SourceForge Headquarters 1320 Columbia Street Suite 310 San Diego, CA 92101 +1 (858) 422-6466

Daniele Varrazzo wrote:
> Hello Edward,
> 
> i can see in epydoc 3 there is support for encoding detection in
> source files, but i can't trigger it.
> 
> I am trying to generate docs for the included package, but source
> encoding is not detected. I am using the following command line:
> 
>     epydoc -o out --docformat=restructuredtext -v inenctest
> 
> You may use those files to extensively check if ascii+xml entities
> works in edge cases: there is a koi8r-encoded file and a fancy utf8
> file with some arabic, and some ebraic characters thrown in.

If you read pep 263 [1] carefully, the encoding directive applies to 
unicode strings, comments, and identifiers, but *not* to non-unicode 
strings.  In particular, under "Concepts", bullet 3, sub-bullet 5, it 
says that the tokenizer should:

     ... [create] string objects from the Unicode literal data
     by first reencoding the UTF-8 data into 8-bit string data
     using the given file encoding

You can see that this is indeed Python's behavior by introspecting one 
of the objects in your test modules:

 >>> import inenctest.encoding_test_utf8
 >>> print `inenctest.encoding_test_utf8.__doc__`
'Encoding epydoc test.\n\nCharacters in 128-155 
range:\n\xc3\xa0\xc3\xa8\xc3\xac\xc3\xb2\xc3\xb9\xc2\xa5\xc2\xa9\xc2\xae\n\nGoing 
east\n\xd1\x82\xd0\xb7\xd0\xb3\xd1\x8f\xd0\xb8\xd1\x95\n\nSouth 
east\n\xd7\x90\xd7\x91\xd7\x92\xd7\x93\n\nMore 
south\n\xd8\xb3\xd8\xb4\xd8\xb5\xd8\xb6\xd8\xb7\n\n'

The correct fix, then, is to use unicode strings as docstrings.  That 
way, your docstrings will behave right both within epydoc & within 
python.  To me, this seems analagous to people who use:

     def f(x):
         """Split x on newlines ('\n')"""

Where they should be using:

     def f(x):
         r"""Split x on newlines ('\n')"""
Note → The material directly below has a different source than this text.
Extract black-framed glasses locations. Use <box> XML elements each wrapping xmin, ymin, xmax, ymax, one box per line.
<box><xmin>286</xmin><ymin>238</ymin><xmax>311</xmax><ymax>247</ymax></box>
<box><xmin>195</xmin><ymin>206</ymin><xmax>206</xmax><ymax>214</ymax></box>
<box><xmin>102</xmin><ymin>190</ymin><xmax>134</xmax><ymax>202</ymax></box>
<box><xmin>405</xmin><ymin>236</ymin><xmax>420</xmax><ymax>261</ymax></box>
The introspection system, at least, gives a warning message that I hoped 
would let people know how to fix their mistake:

Warning: inenctest.encoding_test_utf8's docstring is not a unicode
          string, but it contains non-ascii data -- treating it as
          latin-1.

It looks like the parser doesn't print out a similar warning, so if you 
use --parse-only, you won't see this warning.  Maybe I should add a 
warning there.  Although it would be non-trivial to do. :-/

All that being said, I can see an argument for interpreting the 
docstrings according to the unicode encoding specified at the top, 
despite the fact that that's *not* how Python interprets them -- because 
that's almost certainly how the author intends for docstrings to be 
interpreted.  One problem, though, would be that it's not clear how I 
would figure out the encoding of the module if a user uses 
--inspect-only.  The easiest way to do this would be to not re-encode 
non-unicode strings; but then variables would be displayed with 
incorrect values.

So at this point, I'm still undecided which way to go -- be compliant 
with PEP 263 & Python, or be lenient and "do what I mean, not what I say."

-Edward

p.s., the two of your files that start with a BOM point out that my 
parser system currently fails if the file starts with a BOM; that, I 
will fix.

[1] http://www.python.org/doc/peps/pep-0263/